Ketika Kizuki mati aku mempelajari sesuatu dari kematian itu. Dan aku memahaminya sebagai suatu teori. Atau mungkin aku hanya merasa memahaminya. Begini teorinya, “kematian bukanlah lawan kehidupan, tetapi ada sebagai bagiannya.”

Dan itu adalah suatu kebenaran. Kehidupan kita ini secara bersamaan menumbuhkan kematian. Tetapi itu hanya sebagian kebenaran yang harus dipelajari. Kematian Naoko mengajarkan aku seperti ini. Kebenaran seperti apa pun, ketulusan seperti apa pun, kekuatan seperti apa pun, tidak bisa menyembuhkan kepedihan itu.
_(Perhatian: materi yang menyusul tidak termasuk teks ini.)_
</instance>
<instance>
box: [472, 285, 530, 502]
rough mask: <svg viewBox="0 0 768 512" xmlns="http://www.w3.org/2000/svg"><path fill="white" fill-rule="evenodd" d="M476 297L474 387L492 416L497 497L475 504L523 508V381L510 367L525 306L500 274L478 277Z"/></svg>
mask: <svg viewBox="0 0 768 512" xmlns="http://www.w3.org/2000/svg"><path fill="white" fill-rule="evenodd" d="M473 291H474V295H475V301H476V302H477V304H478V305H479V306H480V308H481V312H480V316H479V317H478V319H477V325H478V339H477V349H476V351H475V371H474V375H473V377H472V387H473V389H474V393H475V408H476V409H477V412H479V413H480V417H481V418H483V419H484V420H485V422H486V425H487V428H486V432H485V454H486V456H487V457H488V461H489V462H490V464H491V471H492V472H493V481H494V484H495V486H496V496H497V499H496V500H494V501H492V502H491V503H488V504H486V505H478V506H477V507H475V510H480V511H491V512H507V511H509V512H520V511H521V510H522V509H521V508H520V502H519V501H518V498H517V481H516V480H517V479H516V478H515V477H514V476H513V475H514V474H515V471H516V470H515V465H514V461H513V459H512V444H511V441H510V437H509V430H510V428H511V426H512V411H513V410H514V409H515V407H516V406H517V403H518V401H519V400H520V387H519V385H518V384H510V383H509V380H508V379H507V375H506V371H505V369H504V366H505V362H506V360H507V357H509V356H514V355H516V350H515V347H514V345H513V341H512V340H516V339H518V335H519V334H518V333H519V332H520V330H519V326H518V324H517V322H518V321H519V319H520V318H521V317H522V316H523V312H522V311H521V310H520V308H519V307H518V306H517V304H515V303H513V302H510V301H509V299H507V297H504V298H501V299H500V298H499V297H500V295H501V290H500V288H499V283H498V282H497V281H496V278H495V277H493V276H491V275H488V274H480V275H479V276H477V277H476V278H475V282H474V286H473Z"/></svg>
Kita hanya bisa merasakan kepedihan itu sedalam-dalamnya, dan dari situ kita bisa mempelajari sesuatu dan sesuatu yang kita pelajari itu pun menjadi percuma di saat kita menghadapi kesedihan yang sekonyong-konyong muncul. Hari demi hari, tak henti-hentinya aku sendirian merenungkan hal itu sambil mendengarkan bunyi ombak, dengan memasang telinga mendengarkan bunyi angin malam itu. Sambil menggendong ransel aku berjalan ke barat dan terus ke barat menyusuri pantai awal musim gugur, menghabiskan beberapa botol whisky, mengunyah roti, minum air dari botol, dan membiarkan rambutku penuh pasir.

[Haruki Murakami, Norwegian Wood]

NW: Perempuan di usia 20-an

“Kamu tentu tahu, bagaimana perempuan, kan?” Ia menerangkan. “Memasuki usia 20 atau 21 tahun, segera saja mereka mulai memikirkan sesuatu secara konkrit. Mereka betul-betul menjadi realistis. Lalu, kalau sudah begitu, sisi manis mereka yang terlihat sebelumnya, mulai terlihat biasa-biasa saja dan bahkan mengesalkan. Kalau bertemu, denganku, ya biasanya setelah melakukan itu, ia akan bertanya, nanti setelah lulus universitas rencananya mau bagaimana?”